As stated above, this survey aims to paint a holistic picture of national rectal cancer care. Therefore, many regional cancer registries were encouraged to provide their data. However, some of these institutions are better established than others, leading to a somewhat inhomogeneous data quality level. If information gaps could not be filled, patients had to be excluded to match mandatory statistical standards. Therefore, a sensitivity analysis was conducted and could show that the necessary exclusion process only introduced a small amount of bias into the analysis of long-term survival, while results on short-term survival were not influenced significantly at all. Thus, all presented findings can be regarded as stable.
Concerning short-term outcomes, laparoscopic surgery patients in this study had a lower postoperative mortality rate in all age groups. However, the effect size was only moderate and the significance level was not reached in any age group. Extensive literature research revealed that Landi et al. also analyzed death within 30 days after surgery and found a significantly lower mortality rate in the laparoscopic than the open surgery group for patients under 80 years (0 vs. 4.6%, p = 0.049) . A possible reason for the advantage of the minimally invasive surgical approach could be the lower postoperative complication rate. For example, Kolfschoten et al. and Mroczkowski et al. observed a higher number of complications after the conventional approach [6, 30]. McKay et al. divided their collective into patients under and over 70 years and analyzed the postoperative complication rate. In both age groups, more complications occurred after open surgery. Additionally, the complication rate was higher among patients aged over 70 years, both in the open and in the laparoscopic group . Taking all these studies into account, laparoscopy indeed seems to be the superior surgical approach in terms of short-term outcomes, but age is not an effect modifier.

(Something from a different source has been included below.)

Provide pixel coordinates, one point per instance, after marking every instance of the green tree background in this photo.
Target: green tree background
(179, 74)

A significant advantage of laparoscopy could again be observed for overall survival in all age groups 5 years after surgery. Regarding recurrence-free survival, rates were higher in the laparoscopic group, although the significance level was no longer reached in the oldest group. Taking a closer look at the actual effect sizes after adjustment for confounders, an age-dependent gradient can be seen: With 0.703, the HR for laparoscopy is lowest in the youngest age group, grows to 0.787 in patients between 60 and 69 years, and is highest among septuagenarians (HR = 0.923). In the long term, young people obviously benefit most from minimally invasive surgery, while survival and recurrence patterns in older patients seem to depend less on the surgical approach. Future research is indispensable to further investigate the reasons for this observation.
All results of this study are based on 10,745 patients from 30 regional cancer registries covering approximately one quarter of the German population and can be regarded as representative. Even considering all limitations, the presented findings are statistically stable over all investigated age groups. Moreover, the application of multivariable analyses and relative survival models generated adjusted results going beyond mere observation. These can be used for direct comparison with patient samples from other regions. Thus, future research on this topic shall be encouraged.